Loretto Sisters (Institute of the Blessed Virgin Mary)
LORETTO SISTERS (INSTITUTE OF THE BLESSED VIRGIN MARY)
A community of religious women, without enclosure, founded by Mother Mary ward for the instruction of youth (IBVM, Official Catholic Directory #2370). They are popularly known as Dami Inglesi, Englischen Fräulein, Loretto sisters, etc., in the countries where they established themselves. In 1609, Mary Ward and seven companions opened a boarding school for English Catholic refugees in St. Omer, Flanders, where they also conducted a free day school. A house was founded in London (1611), and soon the institute spread to Bavaria and Italy. They adopted the rule of the Society of Jesus and received provisional approval from Paul V. Opposition to this novel form of religious life grew and was climaxed by the bull of suppression of Urban VIII in 1631. Soon after, however, Mary Ward was encouraged by Pope Urban himself to open schools in Rome. The foundress then returned to England to encourage her sisters there; she died in York in 1645.

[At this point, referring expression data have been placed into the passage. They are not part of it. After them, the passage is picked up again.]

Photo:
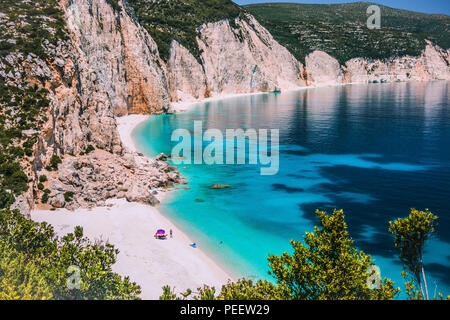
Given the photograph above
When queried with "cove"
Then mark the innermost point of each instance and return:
(374, 150)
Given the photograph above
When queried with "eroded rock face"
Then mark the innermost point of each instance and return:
(100, 175)
(117, 58)
(110, 66)
(187, 78)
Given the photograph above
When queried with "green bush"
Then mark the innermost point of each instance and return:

After Mary Ward's death, Mary Poyntz transferred both religious and pupils from York to Paris. Twenty years later Frances bedingfeld, a companion of Mother Ward, returned to England and in 1686 opened the Micklegate Bar Convent, York, the first convent founded in England after the Reformation. In 1703 Clement XI granted full approval to the rule. Meanwhile the houses in Germany and Austria had multiplied. The Paradeiser Haus, Munich, having remained open during the suppression by special permission of Urban VIII, was moved to Rome. St. Pölten (1706) became the Austrian generalate, and Mainz, Germany, became an independent motherhouse in 1809. Frances ball entered the York community in 1814, and in 1821 she became foundress of a house of the same order in Dublin, Ireland. Foundations in Navan and Meath, Ireland (1833), and Australia (1874) were made from Rathfarnham, Dublin. Teresa dease established the first North American foundation in Toronto, Canada (1847). In the United States, a convent was opened in Joliet, Ill., in 1880. Pius X in 1909 reinstated Mary Ward to full honor as foundress. Two years later, York and Munich united at Rome, and after World War II they were joined by the St. Pölten and Mainz generalates.
The institute's educational work extends from primary school to university level, in catechetics, adult education, youth ministries, retreats, and pastoral outreach. Despite differences in history and variations in habit and title, there is an essential unity and strength among the many branches of the Institute of the Blessed Virgin Mary stemming from its constitutions and the spirit of its foundress.
The general motherhouse in North America is in Toronto, Canada. The U.S. regional headquarters is in Wheaton, IL.
Bibliography: Life and Letters of Mother Teresa Dease, by a member of the community (St. Louis 1916).